Pero lo que varios de los artículos en este número nos muestran es aún más amplio. Se ve, por ejemplo, que la sostenibilidad estará seriamente comprometida si sólo se sustituyen insumos externos con reemplazos locales y se dejan intactos sistemas basados en la simplificación del monocultivo, olvidando el indispensable fomento de la agrobiodiversidad y de la complementariedad entre la actividad agrícola con la ganadera, acuícola, forestal, artesanal o ecoturística, así como del establecimiento de redes más funcionales entre el campo y la ciudad. También se muestran esfuerzos por hacer que la transición sea un proceso de análisis profundo entre técnicos y las familias productoras, que tome en cuenta las necesidades, intereses y aspiraciones de la gente, las demandas de los mercados y el establecimiento de métodos y procedimientos de verificación de los avances de una manera concreta. Este seguimiento de avances debería ser útil hacia adentro, para las familias campesinas y las organizaciones de desarrollo, pero también hacia afuera, para los tomadores de decisiones, los escépticos, los opositores, las fuentes donantes o crediticias, la sociedad en general, cada vez más urbanizada y alienada.

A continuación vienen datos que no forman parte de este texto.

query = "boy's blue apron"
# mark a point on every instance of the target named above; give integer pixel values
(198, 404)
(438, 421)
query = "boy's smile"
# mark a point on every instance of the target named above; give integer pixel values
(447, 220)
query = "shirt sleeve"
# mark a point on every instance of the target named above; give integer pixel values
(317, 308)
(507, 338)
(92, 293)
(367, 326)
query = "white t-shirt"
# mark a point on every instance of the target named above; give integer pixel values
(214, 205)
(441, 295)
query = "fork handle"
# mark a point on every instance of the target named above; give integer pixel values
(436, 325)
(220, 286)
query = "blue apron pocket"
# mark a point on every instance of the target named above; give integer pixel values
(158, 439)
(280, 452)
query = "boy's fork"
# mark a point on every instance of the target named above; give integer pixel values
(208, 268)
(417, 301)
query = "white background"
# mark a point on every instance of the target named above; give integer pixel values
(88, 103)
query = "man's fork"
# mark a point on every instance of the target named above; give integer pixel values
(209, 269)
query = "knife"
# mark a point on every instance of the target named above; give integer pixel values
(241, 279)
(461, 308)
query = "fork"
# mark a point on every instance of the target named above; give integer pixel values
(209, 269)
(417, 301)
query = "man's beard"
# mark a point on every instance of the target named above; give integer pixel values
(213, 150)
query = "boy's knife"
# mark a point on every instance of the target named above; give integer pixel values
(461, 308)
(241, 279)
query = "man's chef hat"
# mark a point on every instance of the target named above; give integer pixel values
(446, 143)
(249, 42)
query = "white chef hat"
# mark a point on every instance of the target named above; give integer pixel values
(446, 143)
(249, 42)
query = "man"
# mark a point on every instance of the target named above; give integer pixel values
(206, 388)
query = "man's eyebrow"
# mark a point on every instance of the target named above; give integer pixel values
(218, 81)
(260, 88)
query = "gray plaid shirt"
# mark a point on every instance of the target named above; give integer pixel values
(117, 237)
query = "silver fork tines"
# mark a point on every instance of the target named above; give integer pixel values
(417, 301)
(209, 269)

Pero una de las lecciones más relevantes que nos dejan estas experiencias es que el proceso de transición hacia una agricultura alternativa tendrá mayor potencial de ser sostenible si se enfatiza la transformación personal y grupal. Personal en el sentido de reforzar valores que la vida moderna relativiza u olvida, como la solidaridad, el amor por lo recibido, la honestidad y el pensamiento a largo plazo. Grupal, porque las experiencias más interesantes de agricultura sostenible están generalmente basadas en la participación de la gente, en el fortalecimiento de organizaciones de productores, en el compromiso por un destino común.
Un buen ejemplo de esto último son los sistemas internos de control (SIC) para asegurar la certificación orgánica. Sabemos que muchos de estos SIC, indispensables para que buena parte de los productos orgánicos de América Latina, África y Asia lleguen a los mercados de Europa, EEUU o Japón, en realidad no son internos ya que son manejados por técnicos de las empresas intermediarias o de las ONGs, sin mayor capacitación e involucramiento activo de los productores. Estos SIC suelen responder a una necesidad del mercado y aseguran un producto con bajo uso de insumos externos pero no son necesariamente sostenibles. Los casos más interesantes se dan cuando los SIC son asumidos paulatinamente por los propios productores, quienes establecen esa estructura de articulación productiva en su localidad, cooperativa u asociación para poder garantizar la calidad orgánica de la producción pero también para más. Por ejemplo como instrumento de planificación productiva, para la mejora colectiva de infraestructura, para incidir en la educación de sus hijos o para entablar relaciones más horizontales con los agentes del mercado y los tomadores de decisiones.
Esperamos que la revista sirva de motivación para profundizar la reflexión, pasar un buen rato, poner bien los pies en la tierra y, ojalá, concretar un sueño compartido.